In 1962, the Thompsons returned to Cathlamet to repossess the faltering Eagle. The next year, they moved again, to Castle Rock, Washington, a logging town 60 miles south of Olympia. Barbara and Alan had purchased another weekly, the Cowlitz County Advocate, published since 1886.

They would publish the Advocate for three decades. All of their sons, including the fourth, Jonathan, born in Longview in 1968, worked at the family enterprise. The couple eventually resold the Eagle and established another weekly, the Lewis County News, in nearby Winlock, and the Sternwheeler, a regional shopper.
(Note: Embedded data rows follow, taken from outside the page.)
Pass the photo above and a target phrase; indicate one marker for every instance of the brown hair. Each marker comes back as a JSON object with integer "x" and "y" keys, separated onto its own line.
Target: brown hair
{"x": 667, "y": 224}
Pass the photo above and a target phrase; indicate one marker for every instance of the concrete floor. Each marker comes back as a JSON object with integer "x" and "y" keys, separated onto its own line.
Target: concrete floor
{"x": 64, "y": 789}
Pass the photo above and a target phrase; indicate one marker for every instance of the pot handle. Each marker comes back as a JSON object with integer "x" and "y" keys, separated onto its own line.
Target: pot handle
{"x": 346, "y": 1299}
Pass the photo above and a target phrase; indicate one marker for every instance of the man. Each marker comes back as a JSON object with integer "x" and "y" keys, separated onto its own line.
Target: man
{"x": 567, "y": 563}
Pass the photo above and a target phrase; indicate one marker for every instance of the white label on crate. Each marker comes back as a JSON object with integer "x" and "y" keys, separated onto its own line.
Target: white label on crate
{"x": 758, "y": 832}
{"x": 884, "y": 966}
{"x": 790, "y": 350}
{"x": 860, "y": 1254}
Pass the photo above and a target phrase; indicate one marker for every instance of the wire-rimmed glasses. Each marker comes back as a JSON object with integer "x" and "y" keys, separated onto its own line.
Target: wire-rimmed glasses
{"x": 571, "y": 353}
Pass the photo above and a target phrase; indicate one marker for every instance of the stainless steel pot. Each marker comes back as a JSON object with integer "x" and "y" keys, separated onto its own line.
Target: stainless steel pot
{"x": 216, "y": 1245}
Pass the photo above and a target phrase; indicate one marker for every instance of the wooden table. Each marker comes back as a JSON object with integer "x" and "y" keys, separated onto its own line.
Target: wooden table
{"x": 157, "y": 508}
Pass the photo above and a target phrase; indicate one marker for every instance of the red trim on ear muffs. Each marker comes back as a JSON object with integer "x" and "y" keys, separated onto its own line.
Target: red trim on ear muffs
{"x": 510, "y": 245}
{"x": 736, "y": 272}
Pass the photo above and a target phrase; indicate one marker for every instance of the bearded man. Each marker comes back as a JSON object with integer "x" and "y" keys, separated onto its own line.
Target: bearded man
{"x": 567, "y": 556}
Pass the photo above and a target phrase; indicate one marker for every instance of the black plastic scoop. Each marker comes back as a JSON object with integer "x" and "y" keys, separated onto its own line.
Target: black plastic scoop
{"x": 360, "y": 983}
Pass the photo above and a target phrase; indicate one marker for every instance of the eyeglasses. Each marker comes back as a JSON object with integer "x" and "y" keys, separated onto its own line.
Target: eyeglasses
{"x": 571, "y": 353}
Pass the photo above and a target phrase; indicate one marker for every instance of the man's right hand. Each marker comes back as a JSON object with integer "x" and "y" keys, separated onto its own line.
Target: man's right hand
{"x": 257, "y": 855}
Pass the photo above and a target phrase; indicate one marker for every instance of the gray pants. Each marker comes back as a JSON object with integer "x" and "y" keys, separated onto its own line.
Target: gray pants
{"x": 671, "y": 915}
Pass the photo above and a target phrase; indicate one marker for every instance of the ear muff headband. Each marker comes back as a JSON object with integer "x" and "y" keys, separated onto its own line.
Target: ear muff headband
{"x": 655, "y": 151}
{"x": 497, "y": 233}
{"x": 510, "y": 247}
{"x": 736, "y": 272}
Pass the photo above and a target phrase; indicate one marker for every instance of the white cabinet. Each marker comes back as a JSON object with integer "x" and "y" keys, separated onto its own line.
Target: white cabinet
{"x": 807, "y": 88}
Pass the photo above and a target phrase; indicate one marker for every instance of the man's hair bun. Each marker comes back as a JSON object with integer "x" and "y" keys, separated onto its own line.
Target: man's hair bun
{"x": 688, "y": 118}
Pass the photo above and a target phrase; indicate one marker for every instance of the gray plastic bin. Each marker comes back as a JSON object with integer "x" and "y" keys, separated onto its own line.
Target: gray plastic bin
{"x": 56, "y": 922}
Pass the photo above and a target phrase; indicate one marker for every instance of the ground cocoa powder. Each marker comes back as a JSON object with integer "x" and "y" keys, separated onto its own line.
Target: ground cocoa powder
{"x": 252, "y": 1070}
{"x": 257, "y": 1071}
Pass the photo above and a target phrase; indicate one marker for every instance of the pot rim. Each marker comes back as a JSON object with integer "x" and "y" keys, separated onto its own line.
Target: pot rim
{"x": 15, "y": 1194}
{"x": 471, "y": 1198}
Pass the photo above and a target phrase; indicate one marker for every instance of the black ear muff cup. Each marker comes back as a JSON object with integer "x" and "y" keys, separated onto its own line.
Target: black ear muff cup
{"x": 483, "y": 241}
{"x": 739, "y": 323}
And Alan pursued a second career. In 1964, Congresswoman Hansen urged her former aide to run for the state House of Representatives. He did, and in a race in which more than 20,000 votes were cast, defeated his incumbent opponent by 15 votes. Thus began a 27-year career in the state legislature: 17 years in the House, four years in the Senate, and six years as Chief Clerk of the House.

Barbara will long be remembered for her unexpected wry rejoinders. One instance occurred at a dinner gathering of legislators she attended with Alan. Wine prompted triumphal toasts to political achievements, offered in sequence around the table. When her turn came, Barbara raised her glass to the hilarious stopper of "Here’s to reality."

Barbara was long active in civic affairs. In 1972, a Castle Rock women’s club named her woman of the year. She later served on boards of organizations aiding needy families, operating a home for troubled boys, and maintaining historic cemeteries.

In 1987, Barbara was elected president of the Castle Rock chamber of commerce. In that role, she helped establish a visitor’s center promoting Castle Rock and recounting its history, including the 1980 eruption of Mount St. Helens and resulting mudflow that nearly swept over the town.

Barbara and Alan sold their publications in 1990 and retired from journalism. Two years later, they moved to a house they designed at Boston Harbor, on Puget Sound near Olympia. Sadly, the Advocate, chronicle of Castle Rock news for generations, closed in 1999, 113 years after it first rolled off the press.

Barbara is survived by her husband, Alan; her sister, Patricia; her brother, John, and his wife, Ardith; and numerous nieces and nephews. She is also survived by four sons, three daughters-in-law, and five grandchildren, all living in Olympia: Rowland, Amy and Claire Thompson; Sam Thompson; James Thompson, Megan Gillespie, Nicholas and Margaret Thompson; Jonathan, Rosalind, Owen and Drew Thompson.